It’s green, and adding solar could probably make it pass through LEED (Leadership in Energy and Environmental Design) criteria.
IRSHAD SALIM — Southern Iran’s Kapar is said to be quake-resistant dwellings and affordable as it uses Tamarisk and palm tree leaves to build.
A vernacular wooden rural architecture in Iran, it is climatically suitable for warm and humid regions. The high speed of construction of Kapar can also be used to build temporary residences at the time of disasters or natural disasters like earthquakes, and even building schools and health centers in the nomadic areas.
The material Tamarisk used in building is an invasive shrub or small tree that is also found across the American West.

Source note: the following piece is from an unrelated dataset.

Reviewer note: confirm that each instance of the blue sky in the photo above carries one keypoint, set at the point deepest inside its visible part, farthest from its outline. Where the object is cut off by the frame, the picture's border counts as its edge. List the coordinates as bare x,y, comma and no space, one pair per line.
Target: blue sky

Also known as saltcedar, tamarisk favors sites that are inhospitable to native stream side plants because of high salinity, low water availability, and altered stream flow regimes created by dams.
Dome-shaped, this traditional dwelling has been providing shelter to nomads from long heatwaves in southern provinces of the Persian region.
That doesn’t mean it can’t be built in a park, or on one’s backyard or frontyard for both tropical climates: warm and cold use.
Covered Gazebos? Why not. It could be innovative. No copywrite infringement is involved.
Kapar comes in different forms and shapes, and are cool inside because of the geometry and the material used as rooftop.
In Pakistan, the cost (we estimate) could be anywhere between Rs50,000 to Rs100,000 depending on the locale and how much one would want to add bells and whistles to them. Our guess is it would take less than a week to build if all ducks are in a row.
It’s green, and adding solar could probably make it pass through LEED (Leadership in Energy and Environmental Design) criteria. Quite an idea for A) maintaining social distancing and B) working from home C) online, D) even freelancing.
From utility standpoint, it could be a hit in northern areas susceptible to quake including capital Islamabad.